Le fondement de notre intercession est cette certitude, parfois éprouvée, que Dieu répond, même s’il répond comme et quand il veut dans sa fidélité et sa tendresse. « La prière de la foi sauvera le malade », écrivait Jacques. « Sauvera », pas forcément « guérira ». D’ailleurs Ézéchias écrit en témoignage de ce qui s’est passé : « L’Éternel m’a sauvé ! » Mais Dieu peut aussi guérir des malades, que ce soit par le moyen des médecins et des soignants, ou par des moyens que la science ne comprend pas. Cette œuvre divine manifeste non pas que Dieu est capable de faire ça, comme nous autres qui avons sans cesse besoin de prouver à nos yeux et à ceux de notre entourage que nous sommes capables, ce qui est la source de bien des maux. Non.
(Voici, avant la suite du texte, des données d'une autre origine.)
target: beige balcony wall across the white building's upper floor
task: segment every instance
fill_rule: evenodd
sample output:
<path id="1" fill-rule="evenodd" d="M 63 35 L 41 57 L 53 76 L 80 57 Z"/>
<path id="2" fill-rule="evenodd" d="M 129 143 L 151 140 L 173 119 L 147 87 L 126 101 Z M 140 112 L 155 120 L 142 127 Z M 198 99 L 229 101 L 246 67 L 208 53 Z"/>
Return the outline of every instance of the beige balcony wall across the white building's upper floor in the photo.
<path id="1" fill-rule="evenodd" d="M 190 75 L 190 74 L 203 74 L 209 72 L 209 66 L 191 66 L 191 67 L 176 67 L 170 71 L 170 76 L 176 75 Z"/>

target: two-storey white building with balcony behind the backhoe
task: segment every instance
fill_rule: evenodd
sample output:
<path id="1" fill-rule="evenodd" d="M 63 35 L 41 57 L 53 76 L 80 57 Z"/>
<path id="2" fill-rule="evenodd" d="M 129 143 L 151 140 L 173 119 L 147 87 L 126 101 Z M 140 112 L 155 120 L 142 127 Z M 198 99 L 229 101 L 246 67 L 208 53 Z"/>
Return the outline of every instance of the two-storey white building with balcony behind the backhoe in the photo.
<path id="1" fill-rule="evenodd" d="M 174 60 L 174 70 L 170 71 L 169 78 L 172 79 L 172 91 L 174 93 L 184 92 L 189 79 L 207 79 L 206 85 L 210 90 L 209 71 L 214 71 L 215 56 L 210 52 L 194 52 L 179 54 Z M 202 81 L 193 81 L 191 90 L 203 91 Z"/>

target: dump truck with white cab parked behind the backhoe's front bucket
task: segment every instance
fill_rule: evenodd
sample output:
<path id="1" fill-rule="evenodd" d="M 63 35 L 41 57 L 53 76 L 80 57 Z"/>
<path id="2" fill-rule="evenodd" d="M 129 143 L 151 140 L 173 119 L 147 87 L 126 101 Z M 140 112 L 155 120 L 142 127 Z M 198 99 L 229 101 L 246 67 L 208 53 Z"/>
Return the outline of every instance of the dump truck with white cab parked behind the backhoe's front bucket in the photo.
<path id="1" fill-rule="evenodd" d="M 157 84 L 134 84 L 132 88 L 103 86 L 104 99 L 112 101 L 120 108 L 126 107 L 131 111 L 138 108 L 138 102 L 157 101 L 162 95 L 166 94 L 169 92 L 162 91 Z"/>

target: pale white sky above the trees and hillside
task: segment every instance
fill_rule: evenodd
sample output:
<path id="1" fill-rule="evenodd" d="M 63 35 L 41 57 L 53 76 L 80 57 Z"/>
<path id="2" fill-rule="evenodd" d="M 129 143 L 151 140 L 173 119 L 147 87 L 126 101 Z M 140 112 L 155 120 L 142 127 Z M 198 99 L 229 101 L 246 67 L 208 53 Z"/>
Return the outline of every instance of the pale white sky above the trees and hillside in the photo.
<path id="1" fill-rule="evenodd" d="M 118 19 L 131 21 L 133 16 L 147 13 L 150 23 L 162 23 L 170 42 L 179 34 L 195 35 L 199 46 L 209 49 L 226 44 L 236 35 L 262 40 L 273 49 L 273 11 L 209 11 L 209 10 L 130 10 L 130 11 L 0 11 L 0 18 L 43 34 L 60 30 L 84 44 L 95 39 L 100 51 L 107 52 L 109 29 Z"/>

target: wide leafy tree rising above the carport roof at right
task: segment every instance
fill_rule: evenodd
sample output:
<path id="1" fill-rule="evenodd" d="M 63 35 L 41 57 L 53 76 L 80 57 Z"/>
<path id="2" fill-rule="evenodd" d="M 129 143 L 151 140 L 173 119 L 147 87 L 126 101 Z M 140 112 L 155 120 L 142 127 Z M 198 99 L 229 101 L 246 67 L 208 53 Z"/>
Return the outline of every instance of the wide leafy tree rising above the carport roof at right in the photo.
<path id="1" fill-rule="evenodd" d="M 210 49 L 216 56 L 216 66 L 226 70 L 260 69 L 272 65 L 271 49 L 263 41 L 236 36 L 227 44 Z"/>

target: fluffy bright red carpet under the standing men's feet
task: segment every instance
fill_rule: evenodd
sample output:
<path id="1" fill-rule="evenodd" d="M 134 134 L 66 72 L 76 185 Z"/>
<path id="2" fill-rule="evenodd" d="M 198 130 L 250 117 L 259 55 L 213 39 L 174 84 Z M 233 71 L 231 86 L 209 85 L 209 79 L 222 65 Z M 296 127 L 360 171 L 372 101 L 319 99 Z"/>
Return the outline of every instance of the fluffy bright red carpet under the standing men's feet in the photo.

L’œuvre de Dieu manifeste le salut, l’effacement de notre péché, la disparition de cette coupure entre lui et nous qui nous menait à la mort dès cette existence-ci et à jamais. Dieu a renversé le péché, il a renversé cette logique en comblant le fossé par la croix de Jésus-Christ, et non pas seulement pour les 15 ans de sursis dont Ézéchias a bénéficié, mais dès maintenant et pour toujours.

 

Si vous lisez les textes autour de celui de ce matin, vous verrez qu’Ézéchias avait demandé un signe que c’était vrai – signe qui lui avait été donné. Nous n’en avons pas besoin, parce que le signe qui nous a été donné une fois pour toutes, c’est la résurrection de Jésus-Christ. Notre foi, notre confiance, est fondée là-dessus, et c’est à cause de la résurrection de Jésus que nous pouvons croire avec certitude que Dieu écoute nos prières et que sa volonté bonne pour nous peut prendre corps dès maintenant dans notre vie, dans notre corps, dans notre volonté. Et c’est avec cette confiance, et non comme des quémandeurs, que nous pouvons lui adresser nos prières dans le nom de Jésus. Car Dieu répondra ! Amen.